For the systems we describe, $\frac{{\cal D_{\scriptscriptstyle\text{src}}}}{{\cal D_{\scriptscriptstyle\text{raw}}}}=\frac{k}{n}$ and thus $\beta=\frac{r}{n}$ , i.e., the amount of source data stored in the system is maximized subject to allotting enough space to store $n$ fragments for each object. Object loss occurs when the number of fragments available for an object is less than $k$ , and thus the object is no longer recoverable. A repairer is an agent that maintains recoverability of objects by reading, regenerating and writing fragments lost due to node failures, to ensure that each object has at least $k$ available fragments. In principle the repairer could regenerate $r$ missing fragments for an object when only $k$ fragments remain available. However, this repair policy results in a small MTTDL, since one additional node failure before regenerating the $r$ missing fragments for the object causes object loss.

A repairer determines the rate at which repair occurs, measured in terms of a read repair rate, since data read by a repairer is a fair measure of repair traffic that moves through the network. (The amount of data written by a repairer is essentially the same for all systems, and is generally a small fraction of data read by a repairer.)

Of primary interest is the amount of network bandwidth ${\cal R}_{\scriptscriptstyle\text{peak}}$ that needs to be dedicated to repair to achieve a given MTTDL for a particular system, as this value of ${\cal R}_{\scriptscriptstyle\text{peak}}$ determines the network infrastructure needed to support repair for the system. Generally, we set a global upper bound ${\cal R}_{\scriptscriptstyle\text{peak}}$ on the allowable read repair rate used by a repairer, and determine the MTTDL achieved for this setting of ${\cal R}_{\scriptscriptstyle\text{peak}}$ by the system. The average read repair rate ${\cal R}_{\scriptscriptstyle\text{avg}}$ is also of some interest, since this determines the average amount of repair traffic moved across the network over time.

The fixed-rate repair policy works in similar ways for small code systems and liquid systems in our simulations: The repairer tries to use a read repair rate up to ${\cal R}_{\scriptscriptstyle\text{peak}}$ whenever there are any objects to be repaired.

2.3 Small code systems

Replication, where each fragment is a copy of the original object is an example of a trivial MDS erasure code. For example, triplication is a simple $(3,1,2)$ MDS erasure code, wherein the object can be recovered from any one of the three copies. Many distributed storage systems use replication.

A Reed-Solomon code (RS code) [2], [17], [12] is an MDS code that is used in a variety of applications and is a popular choice for storage systems. For example, the small code systems described in [8], [10] use a $(9,6,3)$ RS code, and those in [19] use a $(14,10,4)$ RS code.

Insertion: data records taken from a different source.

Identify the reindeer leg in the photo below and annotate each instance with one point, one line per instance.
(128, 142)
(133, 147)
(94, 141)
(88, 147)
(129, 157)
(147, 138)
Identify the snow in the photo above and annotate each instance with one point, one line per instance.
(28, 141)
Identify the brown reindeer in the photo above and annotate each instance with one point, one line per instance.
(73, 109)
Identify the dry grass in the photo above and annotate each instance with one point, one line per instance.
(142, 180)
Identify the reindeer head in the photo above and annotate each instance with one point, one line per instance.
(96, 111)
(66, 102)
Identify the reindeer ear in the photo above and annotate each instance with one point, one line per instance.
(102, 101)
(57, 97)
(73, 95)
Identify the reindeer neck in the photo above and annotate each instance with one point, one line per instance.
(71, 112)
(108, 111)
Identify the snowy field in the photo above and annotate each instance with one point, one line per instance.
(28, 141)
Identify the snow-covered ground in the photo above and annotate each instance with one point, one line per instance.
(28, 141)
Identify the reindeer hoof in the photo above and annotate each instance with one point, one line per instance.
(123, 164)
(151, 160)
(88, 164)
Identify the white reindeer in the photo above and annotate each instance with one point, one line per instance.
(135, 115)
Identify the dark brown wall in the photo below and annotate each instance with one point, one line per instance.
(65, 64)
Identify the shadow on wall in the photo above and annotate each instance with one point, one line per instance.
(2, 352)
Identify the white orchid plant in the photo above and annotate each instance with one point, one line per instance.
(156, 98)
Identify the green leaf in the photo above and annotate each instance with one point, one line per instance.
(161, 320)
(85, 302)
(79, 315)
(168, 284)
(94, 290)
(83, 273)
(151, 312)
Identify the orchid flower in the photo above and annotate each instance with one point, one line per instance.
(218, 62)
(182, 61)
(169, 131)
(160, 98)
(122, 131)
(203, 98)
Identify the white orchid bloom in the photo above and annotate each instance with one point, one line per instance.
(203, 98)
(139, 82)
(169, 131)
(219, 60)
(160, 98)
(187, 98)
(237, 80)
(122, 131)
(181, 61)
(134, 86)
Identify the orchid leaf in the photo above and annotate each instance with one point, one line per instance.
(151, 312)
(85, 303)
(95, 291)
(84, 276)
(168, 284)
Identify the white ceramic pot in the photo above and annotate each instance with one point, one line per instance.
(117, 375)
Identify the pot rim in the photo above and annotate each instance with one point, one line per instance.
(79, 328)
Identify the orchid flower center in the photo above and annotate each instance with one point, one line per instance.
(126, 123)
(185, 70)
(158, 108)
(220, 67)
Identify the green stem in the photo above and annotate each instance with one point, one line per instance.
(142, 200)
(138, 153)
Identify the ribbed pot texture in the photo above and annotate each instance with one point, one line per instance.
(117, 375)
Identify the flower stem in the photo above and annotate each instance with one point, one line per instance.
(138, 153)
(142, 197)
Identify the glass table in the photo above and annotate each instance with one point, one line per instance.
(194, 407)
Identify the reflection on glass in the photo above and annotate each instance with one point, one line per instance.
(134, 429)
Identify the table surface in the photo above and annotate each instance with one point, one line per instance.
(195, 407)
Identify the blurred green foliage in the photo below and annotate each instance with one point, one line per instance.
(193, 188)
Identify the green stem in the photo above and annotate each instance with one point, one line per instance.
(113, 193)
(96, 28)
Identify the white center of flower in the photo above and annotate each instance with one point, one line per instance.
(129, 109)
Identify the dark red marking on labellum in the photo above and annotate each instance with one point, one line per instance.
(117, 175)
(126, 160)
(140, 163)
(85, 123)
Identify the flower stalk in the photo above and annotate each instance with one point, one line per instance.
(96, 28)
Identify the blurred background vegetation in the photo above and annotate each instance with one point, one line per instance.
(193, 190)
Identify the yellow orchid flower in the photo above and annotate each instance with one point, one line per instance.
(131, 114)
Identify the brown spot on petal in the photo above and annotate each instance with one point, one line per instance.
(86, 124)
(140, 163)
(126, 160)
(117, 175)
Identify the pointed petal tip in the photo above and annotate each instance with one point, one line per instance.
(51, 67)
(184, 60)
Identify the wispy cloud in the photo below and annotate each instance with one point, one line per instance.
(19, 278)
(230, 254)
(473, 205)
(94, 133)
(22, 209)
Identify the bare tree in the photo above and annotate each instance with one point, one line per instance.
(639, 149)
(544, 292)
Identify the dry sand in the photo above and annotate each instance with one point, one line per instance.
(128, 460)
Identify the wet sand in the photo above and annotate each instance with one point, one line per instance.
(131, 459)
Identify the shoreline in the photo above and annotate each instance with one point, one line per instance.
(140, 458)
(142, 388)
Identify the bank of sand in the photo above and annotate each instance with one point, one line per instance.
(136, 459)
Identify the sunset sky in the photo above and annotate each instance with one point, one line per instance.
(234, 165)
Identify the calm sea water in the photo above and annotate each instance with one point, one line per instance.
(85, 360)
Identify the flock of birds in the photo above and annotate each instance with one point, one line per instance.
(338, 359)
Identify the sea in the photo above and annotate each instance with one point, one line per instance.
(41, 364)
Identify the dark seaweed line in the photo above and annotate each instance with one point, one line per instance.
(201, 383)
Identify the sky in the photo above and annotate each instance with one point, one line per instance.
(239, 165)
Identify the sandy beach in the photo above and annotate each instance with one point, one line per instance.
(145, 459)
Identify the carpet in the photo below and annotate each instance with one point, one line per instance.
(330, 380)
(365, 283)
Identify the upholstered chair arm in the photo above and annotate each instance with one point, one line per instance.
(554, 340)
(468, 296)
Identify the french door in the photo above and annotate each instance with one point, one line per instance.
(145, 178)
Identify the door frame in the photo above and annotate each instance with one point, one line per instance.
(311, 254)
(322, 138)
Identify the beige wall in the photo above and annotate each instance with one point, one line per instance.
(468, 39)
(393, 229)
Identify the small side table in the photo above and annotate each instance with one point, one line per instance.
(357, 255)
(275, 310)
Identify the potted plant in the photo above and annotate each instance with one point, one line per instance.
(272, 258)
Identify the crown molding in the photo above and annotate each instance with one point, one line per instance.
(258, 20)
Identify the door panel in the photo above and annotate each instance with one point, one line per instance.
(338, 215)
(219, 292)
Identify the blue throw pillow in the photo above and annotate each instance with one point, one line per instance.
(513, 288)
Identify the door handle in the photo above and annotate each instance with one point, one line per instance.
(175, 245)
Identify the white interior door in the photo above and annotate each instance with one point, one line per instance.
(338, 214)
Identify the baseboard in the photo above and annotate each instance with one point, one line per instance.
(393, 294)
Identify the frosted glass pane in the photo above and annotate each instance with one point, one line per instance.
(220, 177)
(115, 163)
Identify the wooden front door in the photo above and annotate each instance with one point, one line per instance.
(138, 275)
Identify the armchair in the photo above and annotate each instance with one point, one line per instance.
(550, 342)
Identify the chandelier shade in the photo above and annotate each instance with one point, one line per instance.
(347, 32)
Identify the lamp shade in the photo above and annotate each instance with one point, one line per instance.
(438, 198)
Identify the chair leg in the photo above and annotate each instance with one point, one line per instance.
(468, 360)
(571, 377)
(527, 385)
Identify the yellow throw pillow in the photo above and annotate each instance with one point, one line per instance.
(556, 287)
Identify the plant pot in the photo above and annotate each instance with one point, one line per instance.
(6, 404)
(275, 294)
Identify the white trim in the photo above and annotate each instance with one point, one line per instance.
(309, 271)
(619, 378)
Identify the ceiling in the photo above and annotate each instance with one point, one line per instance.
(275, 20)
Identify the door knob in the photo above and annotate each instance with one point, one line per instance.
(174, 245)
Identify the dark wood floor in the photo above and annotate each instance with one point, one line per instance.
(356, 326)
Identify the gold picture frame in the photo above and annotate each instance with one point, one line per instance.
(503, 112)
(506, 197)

When using a $(n,k,r)$ small code for a small code system with $M$ nodes, an important consideration is the number of placement groups $P$ to use. Since $n\ll M,$ a large number $P$ of placement groups are typically used to smoothly spread the fragments for the objects across the nodes, e.g., Ceph [22] recommends $P=\frac{100\cdot M}{n}$ . A placement group should avoid mapping fragments to nodes with correlated failures, e.g., to the same rack and more generally to the same failure domain. Pairs of placement groups should avoid mapping fragments to the same pair of nodes. Placement groups are updated as nodes fail and are added. These and other issues make it challenging to design placement groups management for small code systems.

Reactive repair is used for small code systems, i.e., the repairer quickly regenerates fragments as soon as they are lost from a failed node (reading $k$ fragments for each object to regenerate the one missing fragment for that object). This is because, once a fragment is lost for an object due to a node failure, the probability of $r$ additional node failures over a short interval of time when $r$ is small is significant enough that repair needs to be completed as quickly as practical. Thus, the peak read repair rate ${\cal R}_{\scriptscriptstyle\text{peak}}$ is higher than the average read repair rate ${\cal R}_{\scriptscriptstyle\text{avg}}$ , and ${\cal R}_{\scriptscriptstyle\text{avg}}$ is $k$ times the node failure erasure rate. In general, reactive repair uses large bursts of repair traffic for short periods of time to repair objects as soon as practical after a node storing data for the objects is declared to have permanently failed.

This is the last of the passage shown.